We learned about onigiri because my husband teaches an after school anime club. Ever since then, we’ve been fascinated with it! One of the most informative (and highly amusing) sources for Japanese cooking is a YouTube show called “Cooking With Dog.” The host is Francis, a poodle that sits on the kitchen countertop. He does the talking while the female chef prepares the food.

Onigiri Fillings and Preparation

Because of its Japanese origins, onigiri has some traditional fillings that are unique. Some more ethnic fillings include pickled fruit, caviar, fried tempura and short ribs. Preserved fish mixed with mayonnaise is also popular.  (Pictured below is salmon and mayo,because my husband hates tuna.)  However, you can get totally creative. You could also use pulled pork or chicken. I imagine taco meat would be delicious too.  I’ve even used turkey and cheese before!

Onigiri Salmon and Mayo

Onigiri is very easy to make. The first step is to cook your rice and let it cool slightly, so you can work it with your hands. Most people add a bit of salt water. (Note- Onigiri is not sushi. Sushi is different because sugar and vinegar are added to the rice.) We purchased a small triangular form at the local Asian market. While you don’t need it, it makes forming onigiri drastically easier.

To form your onigiri, use a plate or parchment paper as your work surface. Place your form on your work surface and add a few tablespoons of rice. Don’t fill it more than a 1/3 of the way full. Next, add a layer of your preferred filling.
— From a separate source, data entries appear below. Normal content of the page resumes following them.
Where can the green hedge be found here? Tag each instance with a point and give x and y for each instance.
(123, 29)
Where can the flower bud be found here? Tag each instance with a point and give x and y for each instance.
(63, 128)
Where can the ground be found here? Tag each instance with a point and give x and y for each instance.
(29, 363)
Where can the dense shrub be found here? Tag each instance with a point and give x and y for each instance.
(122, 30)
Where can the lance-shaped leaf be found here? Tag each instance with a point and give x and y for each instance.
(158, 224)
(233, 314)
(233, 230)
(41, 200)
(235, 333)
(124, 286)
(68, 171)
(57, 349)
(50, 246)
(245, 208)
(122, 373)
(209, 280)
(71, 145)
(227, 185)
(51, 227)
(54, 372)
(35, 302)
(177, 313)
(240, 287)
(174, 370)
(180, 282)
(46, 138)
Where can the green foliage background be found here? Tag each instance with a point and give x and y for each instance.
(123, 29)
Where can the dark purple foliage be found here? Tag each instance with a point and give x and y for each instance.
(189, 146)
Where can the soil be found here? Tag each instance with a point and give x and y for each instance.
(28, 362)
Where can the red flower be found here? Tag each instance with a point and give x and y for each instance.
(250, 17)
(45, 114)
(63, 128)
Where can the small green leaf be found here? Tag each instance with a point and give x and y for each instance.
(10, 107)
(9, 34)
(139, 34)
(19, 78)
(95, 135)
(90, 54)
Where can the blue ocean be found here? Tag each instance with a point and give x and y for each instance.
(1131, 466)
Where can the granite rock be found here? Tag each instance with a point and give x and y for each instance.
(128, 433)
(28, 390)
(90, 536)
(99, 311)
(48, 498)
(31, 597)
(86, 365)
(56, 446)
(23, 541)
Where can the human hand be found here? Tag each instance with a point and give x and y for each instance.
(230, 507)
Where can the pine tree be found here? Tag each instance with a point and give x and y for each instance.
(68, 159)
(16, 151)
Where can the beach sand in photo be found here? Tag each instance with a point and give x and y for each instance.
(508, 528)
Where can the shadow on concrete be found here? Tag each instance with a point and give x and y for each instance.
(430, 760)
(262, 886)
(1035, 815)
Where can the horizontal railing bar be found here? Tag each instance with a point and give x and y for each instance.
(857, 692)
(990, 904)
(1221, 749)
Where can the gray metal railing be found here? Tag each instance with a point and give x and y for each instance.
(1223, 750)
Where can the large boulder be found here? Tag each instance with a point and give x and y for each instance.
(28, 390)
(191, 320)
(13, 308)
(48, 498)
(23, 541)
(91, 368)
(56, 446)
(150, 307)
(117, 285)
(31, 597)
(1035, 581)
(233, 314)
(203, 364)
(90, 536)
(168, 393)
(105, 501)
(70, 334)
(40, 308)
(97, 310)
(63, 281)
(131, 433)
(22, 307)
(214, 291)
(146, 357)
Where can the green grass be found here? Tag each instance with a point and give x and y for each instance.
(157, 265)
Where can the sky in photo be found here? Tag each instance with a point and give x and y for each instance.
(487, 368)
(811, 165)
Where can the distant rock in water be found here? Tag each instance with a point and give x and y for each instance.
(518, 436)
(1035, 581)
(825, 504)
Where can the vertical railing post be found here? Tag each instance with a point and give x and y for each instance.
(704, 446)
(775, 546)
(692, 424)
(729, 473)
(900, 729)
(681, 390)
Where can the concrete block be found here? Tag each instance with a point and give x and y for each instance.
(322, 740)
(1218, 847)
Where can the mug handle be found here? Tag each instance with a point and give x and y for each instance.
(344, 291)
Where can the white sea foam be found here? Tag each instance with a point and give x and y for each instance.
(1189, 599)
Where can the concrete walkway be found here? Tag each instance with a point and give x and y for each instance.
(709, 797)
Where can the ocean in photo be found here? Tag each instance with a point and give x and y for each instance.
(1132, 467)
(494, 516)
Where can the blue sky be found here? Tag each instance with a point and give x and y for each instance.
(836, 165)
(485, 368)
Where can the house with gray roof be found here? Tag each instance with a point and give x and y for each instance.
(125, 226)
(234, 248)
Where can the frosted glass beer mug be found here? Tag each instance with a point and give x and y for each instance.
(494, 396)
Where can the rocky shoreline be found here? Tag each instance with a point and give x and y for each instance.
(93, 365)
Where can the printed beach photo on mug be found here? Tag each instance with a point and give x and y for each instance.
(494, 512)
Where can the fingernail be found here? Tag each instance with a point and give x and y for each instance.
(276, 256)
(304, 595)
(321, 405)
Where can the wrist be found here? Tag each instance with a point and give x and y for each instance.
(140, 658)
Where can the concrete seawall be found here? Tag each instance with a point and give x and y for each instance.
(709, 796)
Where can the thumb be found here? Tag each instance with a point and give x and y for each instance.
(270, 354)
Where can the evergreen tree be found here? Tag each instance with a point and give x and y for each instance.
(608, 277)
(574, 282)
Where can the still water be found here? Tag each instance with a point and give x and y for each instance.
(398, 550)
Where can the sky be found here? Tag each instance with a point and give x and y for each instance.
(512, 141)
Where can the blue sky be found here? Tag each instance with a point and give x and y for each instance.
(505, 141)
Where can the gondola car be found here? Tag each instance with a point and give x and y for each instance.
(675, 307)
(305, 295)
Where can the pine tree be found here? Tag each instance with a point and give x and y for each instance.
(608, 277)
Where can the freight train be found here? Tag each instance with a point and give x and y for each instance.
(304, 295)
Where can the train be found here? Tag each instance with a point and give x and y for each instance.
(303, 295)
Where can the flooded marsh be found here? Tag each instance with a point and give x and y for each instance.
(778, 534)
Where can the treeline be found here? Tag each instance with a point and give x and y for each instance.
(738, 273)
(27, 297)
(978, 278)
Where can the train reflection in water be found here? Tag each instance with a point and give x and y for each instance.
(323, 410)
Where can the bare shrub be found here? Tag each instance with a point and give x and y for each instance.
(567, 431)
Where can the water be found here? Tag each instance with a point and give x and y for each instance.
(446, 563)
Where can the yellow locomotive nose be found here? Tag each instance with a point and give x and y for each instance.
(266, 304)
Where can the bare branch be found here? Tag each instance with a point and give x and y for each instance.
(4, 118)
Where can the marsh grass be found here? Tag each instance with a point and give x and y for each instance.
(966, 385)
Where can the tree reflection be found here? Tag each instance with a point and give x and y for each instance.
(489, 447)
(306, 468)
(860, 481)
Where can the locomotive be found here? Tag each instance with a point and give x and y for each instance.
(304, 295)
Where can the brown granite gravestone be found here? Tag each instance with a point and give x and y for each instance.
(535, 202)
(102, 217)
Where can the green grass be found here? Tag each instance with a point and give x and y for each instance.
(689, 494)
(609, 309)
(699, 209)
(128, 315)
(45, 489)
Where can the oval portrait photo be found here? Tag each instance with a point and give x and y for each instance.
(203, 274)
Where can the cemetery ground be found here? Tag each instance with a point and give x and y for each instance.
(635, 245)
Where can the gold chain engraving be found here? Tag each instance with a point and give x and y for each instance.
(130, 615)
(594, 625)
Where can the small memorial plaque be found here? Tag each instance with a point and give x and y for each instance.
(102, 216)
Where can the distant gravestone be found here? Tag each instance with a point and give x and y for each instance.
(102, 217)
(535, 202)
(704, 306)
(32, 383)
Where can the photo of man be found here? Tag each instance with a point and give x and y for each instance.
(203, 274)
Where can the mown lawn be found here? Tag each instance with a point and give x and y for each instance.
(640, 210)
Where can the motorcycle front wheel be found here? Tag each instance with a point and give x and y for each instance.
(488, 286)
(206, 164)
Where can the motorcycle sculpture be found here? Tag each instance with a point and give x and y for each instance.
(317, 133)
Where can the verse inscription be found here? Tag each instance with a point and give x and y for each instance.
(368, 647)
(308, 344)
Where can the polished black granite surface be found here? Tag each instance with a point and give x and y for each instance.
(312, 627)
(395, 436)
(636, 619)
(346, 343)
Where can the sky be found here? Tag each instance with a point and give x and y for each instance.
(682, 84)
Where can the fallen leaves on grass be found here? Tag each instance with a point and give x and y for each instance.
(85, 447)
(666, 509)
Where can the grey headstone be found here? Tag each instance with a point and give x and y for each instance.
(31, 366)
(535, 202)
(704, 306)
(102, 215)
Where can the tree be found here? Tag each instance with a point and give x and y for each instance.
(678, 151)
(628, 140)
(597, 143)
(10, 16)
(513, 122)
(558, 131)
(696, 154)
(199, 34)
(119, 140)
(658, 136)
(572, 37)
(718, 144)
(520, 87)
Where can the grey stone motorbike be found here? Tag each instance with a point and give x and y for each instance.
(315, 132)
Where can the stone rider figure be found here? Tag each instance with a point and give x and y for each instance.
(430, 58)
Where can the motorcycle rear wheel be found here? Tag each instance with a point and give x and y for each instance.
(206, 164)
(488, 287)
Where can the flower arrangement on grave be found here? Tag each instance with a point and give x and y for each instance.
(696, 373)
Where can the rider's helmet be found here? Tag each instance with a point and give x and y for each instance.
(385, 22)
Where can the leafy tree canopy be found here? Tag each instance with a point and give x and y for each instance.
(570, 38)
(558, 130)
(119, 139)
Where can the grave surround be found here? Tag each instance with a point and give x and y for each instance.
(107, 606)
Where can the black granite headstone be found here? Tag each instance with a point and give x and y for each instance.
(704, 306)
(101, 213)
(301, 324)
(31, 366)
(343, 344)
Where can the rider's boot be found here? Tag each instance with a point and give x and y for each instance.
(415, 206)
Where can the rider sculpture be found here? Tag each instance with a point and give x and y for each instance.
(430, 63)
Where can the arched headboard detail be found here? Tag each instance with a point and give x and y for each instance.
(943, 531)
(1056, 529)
Top the filling with a few more tablespoons of rice and use the form press to squeeze the layers together. To finish it off, take a small strip of nori (dried seaweed) and wrap it around the bottom. The strip should go stretch between the two flat sides of rice. The nori gives your fingers something to hold on to.

onigiri omelette and spinach

Best tip for making onigiri. After I press the bottom portion of rice, I build a small ridge of rice around the inside of the form. You basically create a well for the filling. You can see it easier here in my spinach and omelette onigiri. Which is 100% delicious, by the way. A great option if you prefer to not eat meat. Also great if you’re looking for breakfast on the go!

onigiri mixed plate topped with furikake

Sometimes the Japanese top their onigiri with furikake. This rice seasoning a mix of seaweed, sesame seeds, sugar and other seasonings. When you make multiple versions of onigiri, this can be helpful for distinguishing the differences between fillings. For example, the ones topped with furikake are filled with spinach and omelette. The ones without is filled with salmon and mayo. Some people mix he furikake with the rice itself, prior to forming their rice balls.

onigiri musubi made with turkey SPAM

The Japanese form onigiri into other shapes as well, such as this musubi made with Turkey SPAM. I know what you’re thinking. SPAM? The Japanese love SPAM, so it seemed like an obvious option. By the way, I apologize in advance for the less than stellar picture. I made this turkey SPAM musubi the night before the triangle shaped ones. I needed something to pack in my husband’s lunch for the next day, and the light was fading. But it’s totally worth trying. My husband raved about it when he got home from work.

Love handheld meals? Check out my recipe for El Salvadoran pupusas or my grain-free pasties. What other unique things do you eat instead of sandwiches? Do you make onigiri? If so, leave me a comment below with your favorite filling!


  1. To answer your question: We also love knishes! Dough wrapped around a filling of potatoes, or a cheesy-spinachey filling (which I make dairy-free by using a tofu mixture instead of cheese). Yum!

    I’ll also sometimes bake a sheet of cornbread about 1/2 inch tall, cut into triangles, and use that for open sandwiches. Yum!

  2. Hi, I shared this on your FB post and you asked me to share here:
    I have a friend that makes these in a big batch and freezes them. She wraps them in plastic wrap then foil. Then put them in a ziplock bag in her freezer. Then when she wants one you just pull out to defrost and eat. She used them a lot for traveling and day trips with her kids as lunches.